>> **Question:** Are the properties as follows holds?

**Version 1:** the answer by Bjørn Kjos-Hanssen

Let $P$ be a positive integers. We written: $P=$ $a_1^{x_1}a_2^{x_2}...a_n^{x_n}$ $=b_1^{y_1}b_2^{y_2}...b_k^{y_k}$  where $a_i, b_j$ are integers greater than $1$.

if $\prod_{i=1}^n a_i \le \prod_{j=1}^k b_j $ then

1) $$\prod_{i=1}^n (1-\frac{1}{a_i}) \le \prod_{j=1}^k (1-\frac{1}{b_j}) $$

2) $$\prod_{i=1}^n (1-\frac{1}{a_i})^{x_i} \le \prod_{j=1}^k (1-\frac{1}{b_j})^{y_j} $$

3) $$\frac{\varphi(A)}{A} \le \prod_{i=1}^n (1-\frac{1}{a_i})^{x_i}$$

Where $\varphi(A)$ is the [Euler's totient function](https://en.wikipedia.org/wiki/Euler%27s_totient_function)

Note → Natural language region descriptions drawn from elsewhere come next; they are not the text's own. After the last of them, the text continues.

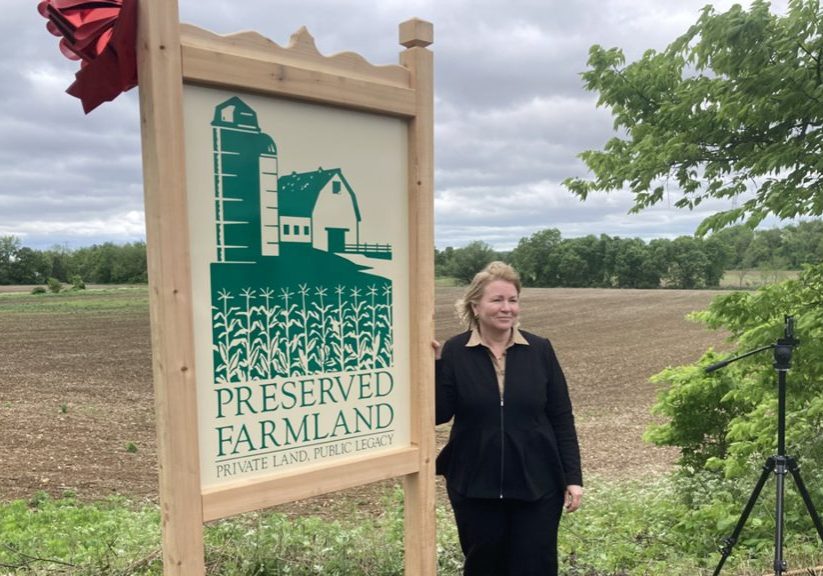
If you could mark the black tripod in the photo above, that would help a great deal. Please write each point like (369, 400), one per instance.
(780, 464)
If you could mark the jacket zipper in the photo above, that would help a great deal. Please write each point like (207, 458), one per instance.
(502, 443)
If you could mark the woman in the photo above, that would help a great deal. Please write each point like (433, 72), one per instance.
(512, 460)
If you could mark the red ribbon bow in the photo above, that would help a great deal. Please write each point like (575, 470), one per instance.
(101, 34)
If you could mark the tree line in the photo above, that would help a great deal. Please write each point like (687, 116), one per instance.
(543, 259)
(107, 263)
(546, 259)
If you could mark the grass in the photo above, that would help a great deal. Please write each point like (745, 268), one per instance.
(626, 528)
(751, 279)
(130, 298)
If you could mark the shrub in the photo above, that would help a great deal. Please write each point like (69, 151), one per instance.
(77, 282)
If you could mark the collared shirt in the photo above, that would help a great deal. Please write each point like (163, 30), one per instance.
(499, 364)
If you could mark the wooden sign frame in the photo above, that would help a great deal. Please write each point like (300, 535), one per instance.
(171, 55)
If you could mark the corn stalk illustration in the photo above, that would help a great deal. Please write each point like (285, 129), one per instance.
(255, 337)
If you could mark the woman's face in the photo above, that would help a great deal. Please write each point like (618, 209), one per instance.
(497, 308)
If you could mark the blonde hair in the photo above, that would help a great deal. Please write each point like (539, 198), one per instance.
(496, 270)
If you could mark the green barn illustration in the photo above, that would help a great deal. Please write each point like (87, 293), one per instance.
(287, 297)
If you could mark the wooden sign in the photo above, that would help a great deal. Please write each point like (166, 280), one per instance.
(289, 201)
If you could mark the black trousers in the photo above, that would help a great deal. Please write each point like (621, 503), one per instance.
(508, 537)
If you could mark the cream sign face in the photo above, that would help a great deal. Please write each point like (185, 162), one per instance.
(299, 253)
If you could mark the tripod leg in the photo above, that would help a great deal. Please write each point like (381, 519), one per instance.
(768, 467)
(801, 486)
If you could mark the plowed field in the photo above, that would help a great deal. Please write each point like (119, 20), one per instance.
(76, 402)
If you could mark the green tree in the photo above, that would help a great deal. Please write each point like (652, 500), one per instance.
(534, 257)
(9, 248)
(29, 267)
(726, 420)
(687, 263)
(469, 260)
(731, 110)
(635, 265)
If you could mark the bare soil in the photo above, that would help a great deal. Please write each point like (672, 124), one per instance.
(76, 399)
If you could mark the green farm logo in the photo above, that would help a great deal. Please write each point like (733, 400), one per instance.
(298, 322)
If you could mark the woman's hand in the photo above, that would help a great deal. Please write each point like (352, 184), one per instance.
(573, 495)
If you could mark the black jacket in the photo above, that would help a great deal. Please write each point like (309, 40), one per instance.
(522, 446)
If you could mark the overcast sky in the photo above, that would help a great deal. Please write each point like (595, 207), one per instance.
(511, 114)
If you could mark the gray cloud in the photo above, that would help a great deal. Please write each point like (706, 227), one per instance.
(511, 114)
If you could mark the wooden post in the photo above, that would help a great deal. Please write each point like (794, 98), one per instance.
(167, 234)
(420, 535)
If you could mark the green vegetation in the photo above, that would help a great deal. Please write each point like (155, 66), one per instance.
(729, 110)
(99, 264)
(625, 529)
(546, 259)
(132, 298)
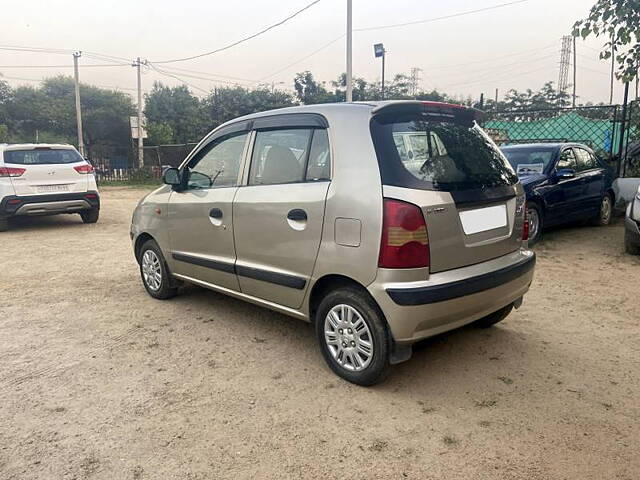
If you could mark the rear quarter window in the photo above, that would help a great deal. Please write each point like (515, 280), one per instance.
(438, 153)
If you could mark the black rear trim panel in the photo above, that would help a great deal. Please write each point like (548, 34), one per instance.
(469, 286)
(7, 209)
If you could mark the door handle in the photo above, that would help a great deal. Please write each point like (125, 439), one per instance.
(215, 213)
(297, 215)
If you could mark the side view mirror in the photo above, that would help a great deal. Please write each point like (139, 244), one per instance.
(171, 176)
(565, 173)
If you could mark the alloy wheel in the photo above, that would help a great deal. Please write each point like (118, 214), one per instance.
(151, 270)
(348, 338)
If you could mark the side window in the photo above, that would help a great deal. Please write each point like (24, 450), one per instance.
(218, 164)
(319, 165)
(567, 160)
(585, 160)
(279, 156)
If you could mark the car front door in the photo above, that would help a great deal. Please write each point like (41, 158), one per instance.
(278, 215)
(563, 195)
(593, 179)
(200, 216)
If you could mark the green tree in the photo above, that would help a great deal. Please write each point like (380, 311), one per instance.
(227, 103)
(619, 21)
(309, 91)
(176, 108)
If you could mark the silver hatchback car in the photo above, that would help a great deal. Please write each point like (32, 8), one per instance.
(381, 223)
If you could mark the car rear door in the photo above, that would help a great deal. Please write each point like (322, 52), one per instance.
(279, 213)
(592, 176)
(47, 170)
(200, 215)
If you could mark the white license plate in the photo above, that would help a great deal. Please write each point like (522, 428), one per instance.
(52, 188)
(483, 219)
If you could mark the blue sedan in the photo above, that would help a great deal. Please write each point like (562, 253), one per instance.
(564, 182)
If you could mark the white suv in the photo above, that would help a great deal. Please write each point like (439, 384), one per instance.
(46, 179)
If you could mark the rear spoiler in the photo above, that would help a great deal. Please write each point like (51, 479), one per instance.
(439, 109)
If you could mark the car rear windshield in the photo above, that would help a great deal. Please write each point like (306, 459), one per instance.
(42, 156)
(437, 153)
(529, 160)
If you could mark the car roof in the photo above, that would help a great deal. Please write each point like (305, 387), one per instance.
(331, 109)
(548, 146)
(31, 146)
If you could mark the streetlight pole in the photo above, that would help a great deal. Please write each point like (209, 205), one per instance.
(138, 64)
(349, 52)
(76, 75)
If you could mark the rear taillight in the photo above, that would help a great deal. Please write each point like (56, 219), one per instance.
(525, 225)
(84, 169)
(11, 171)
(404, 243)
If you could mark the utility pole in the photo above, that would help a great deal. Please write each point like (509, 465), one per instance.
(573, 103)
(138, 64)
(565, 53)
(415, 80)
(349, 52)
(613, 50)
(76, 75)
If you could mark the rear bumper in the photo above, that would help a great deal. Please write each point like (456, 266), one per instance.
(14, 205)
(451, 299)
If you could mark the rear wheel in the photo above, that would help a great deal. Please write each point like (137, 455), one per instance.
(90, 216)
(630, 246)
(154, 272)
(534, 217)
(606, 211)
(495, 317)
(353, 336)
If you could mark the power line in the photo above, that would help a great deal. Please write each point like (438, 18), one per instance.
(238, 42)
(429, 20)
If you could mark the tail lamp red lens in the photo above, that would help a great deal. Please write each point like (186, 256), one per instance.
(404, 243)
(525, 225)
(11, 171)
(84, 169)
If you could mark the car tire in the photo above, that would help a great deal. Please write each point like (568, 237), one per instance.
(353, 336)
(495, 317)
(606, 211)
(154, 272)
(534, 214)
(630, 246)
(90, 216)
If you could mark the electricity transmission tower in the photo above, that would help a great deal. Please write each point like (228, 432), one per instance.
(415, 80)
(565, 61)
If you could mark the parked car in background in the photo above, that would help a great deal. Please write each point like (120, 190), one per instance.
(632, 226)
(46, 179)
(320, 213)
(564, 182)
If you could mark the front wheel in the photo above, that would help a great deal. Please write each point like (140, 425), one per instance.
(353, 336)
(90, 216)
(154, 272)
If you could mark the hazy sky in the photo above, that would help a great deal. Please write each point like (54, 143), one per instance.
(516, 46)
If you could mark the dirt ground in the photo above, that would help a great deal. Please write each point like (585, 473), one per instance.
(99, 381)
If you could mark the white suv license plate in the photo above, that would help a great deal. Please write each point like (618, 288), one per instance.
(483, 219)
(52, 188)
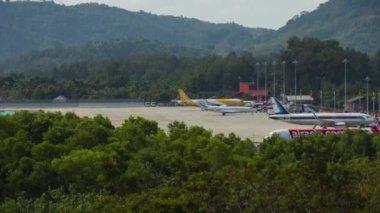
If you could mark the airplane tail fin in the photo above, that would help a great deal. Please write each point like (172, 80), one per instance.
(277, 107)
(185, 99)
(203, 104)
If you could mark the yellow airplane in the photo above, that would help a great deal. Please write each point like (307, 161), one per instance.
(184, 99)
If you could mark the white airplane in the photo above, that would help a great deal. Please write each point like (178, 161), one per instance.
(184, 99)
(225, 109)
(321, 119)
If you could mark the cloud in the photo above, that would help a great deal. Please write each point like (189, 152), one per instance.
(252, 13)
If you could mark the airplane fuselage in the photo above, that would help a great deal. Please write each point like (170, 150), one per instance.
(346, 119)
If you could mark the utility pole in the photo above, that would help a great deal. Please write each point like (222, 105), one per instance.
(283, 81)
(367, 79)
(295, 62)
(266, 89)
(274, 63)
(345, 61)
(258, 80)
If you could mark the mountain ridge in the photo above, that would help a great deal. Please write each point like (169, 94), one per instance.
(355, 24)
(27, 25)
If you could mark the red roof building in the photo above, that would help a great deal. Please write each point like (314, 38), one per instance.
(250, 88)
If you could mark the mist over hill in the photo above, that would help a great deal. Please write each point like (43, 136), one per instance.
(37, 25)
(355, 24)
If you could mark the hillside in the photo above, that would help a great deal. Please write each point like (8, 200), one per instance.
(36, 25)
(355, 24)
(37, 60)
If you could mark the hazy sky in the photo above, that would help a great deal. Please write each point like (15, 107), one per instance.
(251, 13)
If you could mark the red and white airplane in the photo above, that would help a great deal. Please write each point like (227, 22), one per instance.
(289, 134)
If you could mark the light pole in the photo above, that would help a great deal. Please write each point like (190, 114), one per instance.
(334, 101)
(345, 61)
(283, 81)
(266, 67)
(295, 62)
(258, 80)
(274, 63)
(367, 79)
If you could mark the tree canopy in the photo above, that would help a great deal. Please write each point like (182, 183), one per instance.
(59, 162)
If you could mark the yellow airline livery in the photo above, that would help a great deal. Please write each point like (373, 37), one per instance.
(185, 100)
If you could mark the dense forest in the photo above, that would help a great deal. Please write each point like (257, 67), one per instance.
(355, 24)
(104, 71)
(26, 25)
(53, 162)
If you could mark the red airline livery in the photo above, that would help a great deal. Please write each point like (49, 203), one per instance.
(301, 133)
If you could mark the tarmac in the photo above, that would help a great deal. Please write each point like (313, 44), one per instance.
(245, 125)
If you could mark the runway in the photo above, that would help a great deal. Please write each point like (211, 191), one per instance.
(245, 125)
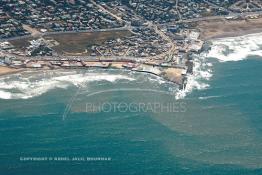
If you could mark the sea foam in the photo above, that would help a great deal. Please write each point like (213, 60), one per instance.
(36, 84)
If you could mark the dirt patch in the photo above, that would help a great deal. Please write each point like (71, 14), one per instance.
(80, 43)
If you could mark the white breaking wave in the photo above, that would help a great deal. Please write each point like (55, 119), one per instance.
(202, 72)
(236, 48)
(38, 84)
(225, 49)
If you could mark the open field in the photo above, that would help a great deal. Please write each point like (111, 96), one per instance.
(21, 44)
(225, 28)
(80, 43)
(7, 70)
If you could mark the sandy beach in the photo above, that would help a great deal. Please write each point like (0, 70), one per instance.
(7, 70)
(224, 28)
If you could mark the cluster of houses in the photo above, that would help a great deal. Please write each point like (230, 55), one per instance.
(62, 15)
(240, 5)
(162, 11)
(144, 42)
(10, 27)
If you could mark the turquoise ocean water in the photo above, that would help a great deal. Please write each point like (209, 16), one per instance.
(215, 129)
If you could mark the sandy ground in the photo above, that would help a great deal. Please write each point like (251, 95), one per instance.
(6, 70)
(174, 74)
(225, 28)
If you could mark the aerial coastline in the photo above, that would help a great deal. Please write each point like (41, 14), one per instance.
(130, 41)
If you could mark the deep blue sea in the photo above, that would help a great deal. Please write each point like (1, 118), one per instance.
(77, 122)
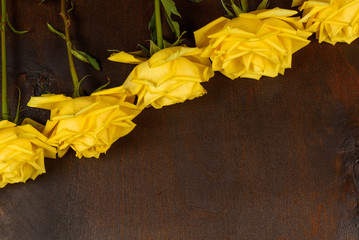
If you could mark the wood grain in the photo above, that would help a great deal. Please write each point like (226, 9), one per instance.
(269, 159)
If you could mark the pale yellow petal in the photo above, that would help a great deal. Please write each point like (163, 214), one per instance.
(124, 57)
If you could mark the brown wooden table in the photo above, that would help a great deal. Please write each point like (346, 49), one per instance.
(268, 159)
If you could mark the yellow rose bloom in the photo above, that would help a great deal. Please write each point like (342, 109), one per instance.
(88, 125)
(172, 75)
(256, 44)
(332, 20)
(22, 153)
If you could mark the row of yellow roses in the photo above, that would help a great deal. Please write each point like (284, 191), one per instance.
(251, 45)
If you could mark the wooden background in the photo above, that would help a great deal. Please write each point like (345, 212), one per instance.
(269, 159)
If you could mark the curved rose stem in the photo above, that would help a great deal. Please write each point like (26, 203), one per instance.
(74, 76)
(4, 108)
(158, 24)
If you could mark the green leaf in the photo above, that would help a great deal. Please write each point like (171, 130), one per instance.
(179, 40)
(113, 50)
(17, 116)
(152, 28)
(80, 82)
(153, 48)
(52, 29)
(12, 28)
(263, 5)
(82, 56)
(173, 25)
(103, 86)
(244, 5)
(170, 8)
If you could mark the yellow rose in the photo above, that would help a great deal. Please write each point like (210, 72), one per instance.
(253, 45)
(170, 76)
(332, 20)
(89, 125)
(22, 152)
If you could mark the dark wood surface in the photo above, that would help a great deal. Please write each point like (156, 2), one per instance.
(269, 159)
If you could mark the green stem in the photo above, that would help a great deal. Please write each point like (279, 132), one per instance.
(158, 24)
(4, 108)
(74, 76)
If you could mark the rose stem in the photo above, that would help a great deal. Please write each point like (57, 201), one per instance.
(158, 24)
(74, 76)
(5, 115)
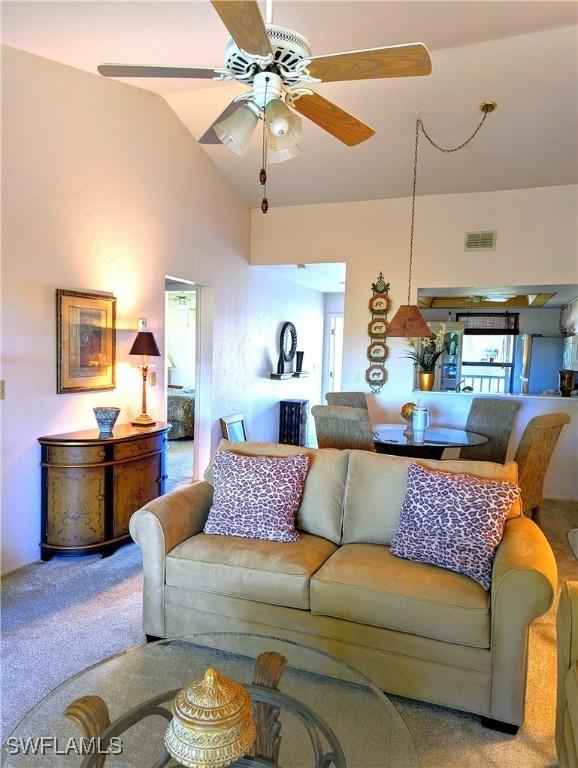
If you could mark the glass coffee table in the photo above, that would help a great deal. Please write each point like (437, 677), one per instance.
(325, 713)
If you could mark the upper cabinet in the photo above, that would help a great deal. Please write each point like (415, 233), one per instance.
(569, 318)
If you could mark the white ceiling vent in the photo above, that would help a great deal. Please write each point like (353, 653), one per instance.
(480, 241)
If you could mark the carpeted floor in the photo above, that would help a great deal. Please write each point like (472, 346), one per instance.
(59, 617)
(179, 463)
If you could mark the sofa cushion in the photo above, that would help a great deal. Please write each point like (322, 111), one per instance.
(321, 509)
(376, 486)
(454, 521)
(256, 496)
(265, 571)
(367, 584)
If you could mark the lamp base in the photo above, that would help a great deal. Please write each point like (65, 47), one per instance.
(143, 421)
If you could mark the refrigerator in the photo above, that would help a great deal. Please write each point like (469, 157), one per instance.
(539, 363)
(570, 354)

**Comment:** The answer of Bjørn Kjos-Hanssen is: 

> No, let $b_1,b_2,a_1,a_2$ be $2,6,3,4$. Then $$ (1-1/2)(1-1/6)=5/12
 \not\ge    1/2=(1-1/3)(1-1/4) $$

But I think the asnswer is not counter example. Because $2.6 \le 3.4$ we can write 

$$ (1-1/2)(1-1/6)=5/12
\le  1/2=(1-1/3)(1-1/4) $$.

To clearly I changes the question as follows:

**Version 2:**

Let $P$ be a positive integers. We written: $P=$ $a_1^{x_1}a_2^{x_2}...a_n^{x_n}$ $=b_1^{y_1}b_2^{y_2}...b_k^{y_k}$  where $a_i, b_j$ are integers greater than $1$.

> if $\prod_{i=1}^n a_i < \prod_{j=1}^k b_j $ and $a_i \le b_j$ then

1) $$\prod_{i=1}^n (1-\frac{1}{a_i}) \le \prod_{j=1}^k (1-\frac{1}{b_j}) $$

2) $$\prod_{i=1}^n (1-\frac{1}{a_i})^{x_i} \le \prod_{j=1}^k (1-\frac{1}{b_j})^{y_j} $$

3) $$\frac{\varphi(A)}{A} \le \prod_{i=1}^n (1-\frac{1}{a_i})$$

Where $\varphi(A)$ is the [Euler's totient function](https://en.wikipedia.org/wiki/Euler%27s_totient_function) of $A$